IDA report shows how regional wins benefit everyone
The latest figures from IDA Ireland show that Ireland is still doing a good job of attracting investment from global companies. For the six months to June 2025, there have been 179 investments by foreign companies, an increase of 37% on the same period last year. Those investments are predicted to result in more than 10,000 jobs.
Not bad going. Those figures coincided with the publication of IDA Ireland’s annual report for 2024, which showed it had attracted 234 investments with associated future job creation of 13,500. According to the organisation, employment in IDA Ireland client companies reached 302,566, marking a third consecutive year at a level above 300,000. Employment in the regions outside Dublin reached a record high of 165,484.
It’s the regional part that I want to focus on.

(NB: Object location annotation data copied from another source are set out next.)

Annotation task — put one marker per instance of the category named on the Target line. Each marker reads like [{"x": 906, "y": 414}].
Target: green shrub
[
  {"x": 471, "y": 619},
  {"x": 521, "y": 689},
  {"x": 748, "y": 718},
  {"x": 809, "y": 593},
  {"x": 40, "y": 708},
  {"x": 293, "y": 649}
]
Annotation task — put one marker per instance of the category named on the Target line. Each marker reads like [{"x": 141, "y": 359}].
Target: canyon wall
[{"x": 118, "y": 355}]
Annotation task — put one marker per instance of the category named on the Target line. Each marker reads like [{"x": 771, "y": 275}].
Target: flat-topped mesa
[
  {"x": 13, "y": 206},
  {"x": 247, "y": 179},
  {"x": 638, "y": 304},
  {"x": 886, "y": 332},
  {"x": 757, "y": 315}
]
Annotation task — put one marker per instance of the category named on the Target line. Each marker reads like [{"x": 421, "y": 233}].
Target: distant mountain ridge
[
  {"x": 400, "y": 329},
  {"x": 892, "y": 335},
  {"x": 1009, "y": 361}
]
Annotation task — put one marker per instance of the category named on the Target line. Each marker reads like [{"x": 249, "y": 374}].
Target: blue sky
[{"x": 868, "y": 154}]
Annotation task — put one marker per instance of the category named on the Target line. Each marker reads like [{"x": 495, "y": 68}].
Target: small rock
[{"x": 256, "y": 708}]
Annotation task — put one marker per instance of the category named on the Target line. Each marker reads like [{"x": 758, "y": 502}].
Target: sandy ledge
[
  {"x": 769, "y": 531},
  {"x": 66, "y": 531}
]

According to IDA Ireland, it supported 137 regional investments, achieving 143% of its target. Those investments consisted of new names, expansions, investments of scale, and transformation across manufacturing, RD&I (research, development and innovation) and business services.
IDA Ireland’s new strategy, Adapt Intelligently: A Strategy for Sustainable Growth and Innovation 2025-2029, “will seek to maintain the strategic strength of Dublin as an international FDI hub whilst striving to ensure balanced regional development across the country, via initiatives such as Next Generation Sites”. There are plans for three such “fully serviced sites in regional locations for investments of scale”.

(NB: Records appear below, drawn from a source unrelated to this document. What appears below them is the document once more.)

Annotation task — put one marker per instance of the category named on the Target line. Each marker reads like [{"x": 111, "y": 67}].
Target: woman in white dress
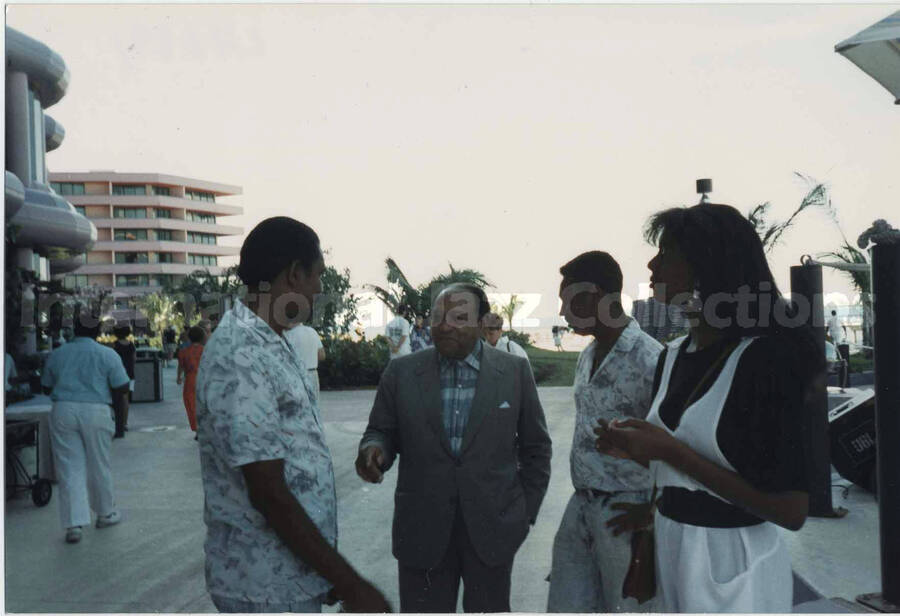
[{"x": 723, "y": 436}]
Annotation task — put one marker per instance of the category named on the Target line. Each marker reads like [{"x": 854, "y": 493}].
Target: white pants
[
  {"x": 701, "y": 569},
  {"x": 82, "y": 434},
  {"x": 589, "y": 563}
]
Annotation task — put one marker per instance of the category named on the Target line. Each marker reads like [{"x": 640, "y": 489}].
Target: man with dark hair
[
  {"x": 85, "y": 379},
  {"x": 474, "y": 451},
  {"x": 613, "y": 380},
  {"x": 126, "y": 350},
  {"x": 270, "y": 507}
]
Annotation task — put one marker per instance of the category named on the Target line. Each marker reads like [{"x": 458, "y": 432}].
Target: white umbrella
[{"x": 876, "y": 50}]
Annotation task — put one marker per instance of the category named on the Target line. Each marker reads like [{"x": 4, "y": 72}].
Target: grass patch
[{"x": 552, "y": 368}]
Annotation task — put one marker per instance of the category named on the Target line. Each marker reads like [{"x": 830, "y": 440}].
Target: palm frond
[
  {"x": 395, "y": 275},
  {"x": 389, "y": 298},
  {"x": 846, "y": 253}
]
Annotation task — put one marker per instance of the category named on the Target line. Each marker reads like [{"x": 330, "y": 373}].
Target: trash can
[{"x": 148, "y": 383}]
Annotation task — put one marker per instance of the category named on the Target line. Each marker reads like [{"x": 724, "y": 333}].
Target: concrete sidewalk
[{"x": 153, "y": 560}]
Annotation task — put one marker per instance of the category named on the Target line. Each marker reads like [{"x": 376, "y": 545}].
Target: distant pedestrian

Over the lifetime of the new strategy, IDA Ireland has set a target of 1,000 investments, with 550 allocated to the regions, with plans to upskill 40,000 people, deliver €7 billion in new RD&I projects and create 75,000 jobs.
As someone who lives in a regional location, I am very enthusiastic about the diversification of foreign direct investment across the country. Obviously, there are benefits to the regions in terms of employment and development, but this is also an approach that helps Dublin too. Over-concentration of investment and development in the nation’s capital merely leads to intensifying pressure on its infrastructure and resources while, simultaneously, taking potential funding, investment and prosperity away from the regions.
It is interesting to note that IDA Ireland highlights housing, energy, water supply and transportation infrastructure as key national priorities for the country to enhance its cost competitiveness and attractiveness for FDI.
All those issues are notable pressure points for the capital in particular and most politicians seem to be offering only piecemeal solutions to address them. Of course, part of the reason Dublin is struggling is because of past success in attracting FDI to the capital. The concentration of so much FDI activity in Dublin over the years has helped to create the very conditions IDA Ireland is now highlighting as key national priorities.
Spreading the wealth
Note the word ‘national’. You could be forgiven for wondering if it’s only when something starts to impact Dublin that it becomes ‘national’. For many years, the regions have had to deal with deficiencies in several of the key priorities highlighted by IDA Ireland. But for the most part, those deficiencies were not a result of the regions growing too fast or being too successful in attracting investment.
For example, the recent All-Ireland Strategic Rail Review Report suggested a potential rail link between Derry and Letterkenny (although it made no recommendation on a similar link between Letterkenny and Sligo) by 2050. Donegal does not have a rail service. It used to but the railway was closed down on 31 December 1959. If all goes to plan, Donegal will get trains again after a 91 year wait. If.
Looked at from a regional perspective, I believe that while setting a target of 55% of investments for the regions is laudable, it’s not sufficient. The only way to ease the stress and burden on Dublin and the distortionary effects it has on the national priorities for housing, energy, water supply and transport infrastructure, is to further diversify investments across the country.
In an ideal world, I believe that the figure for regional investments should be much higher. Off the top of my head, I would suggest as high as 70%. Dublin accounts for around a fifth of the country’s population, so why should it be the preferred destination for so much FDI? Given the historical bias of FDI towards Dublin, the target of 45% by 2029 still seems excessive.
Which just goes to show that while the IDA Ireland Annual Report calls for “balanced regional development across the country”, how we interpret balanced can be very different depending on where you live in the country.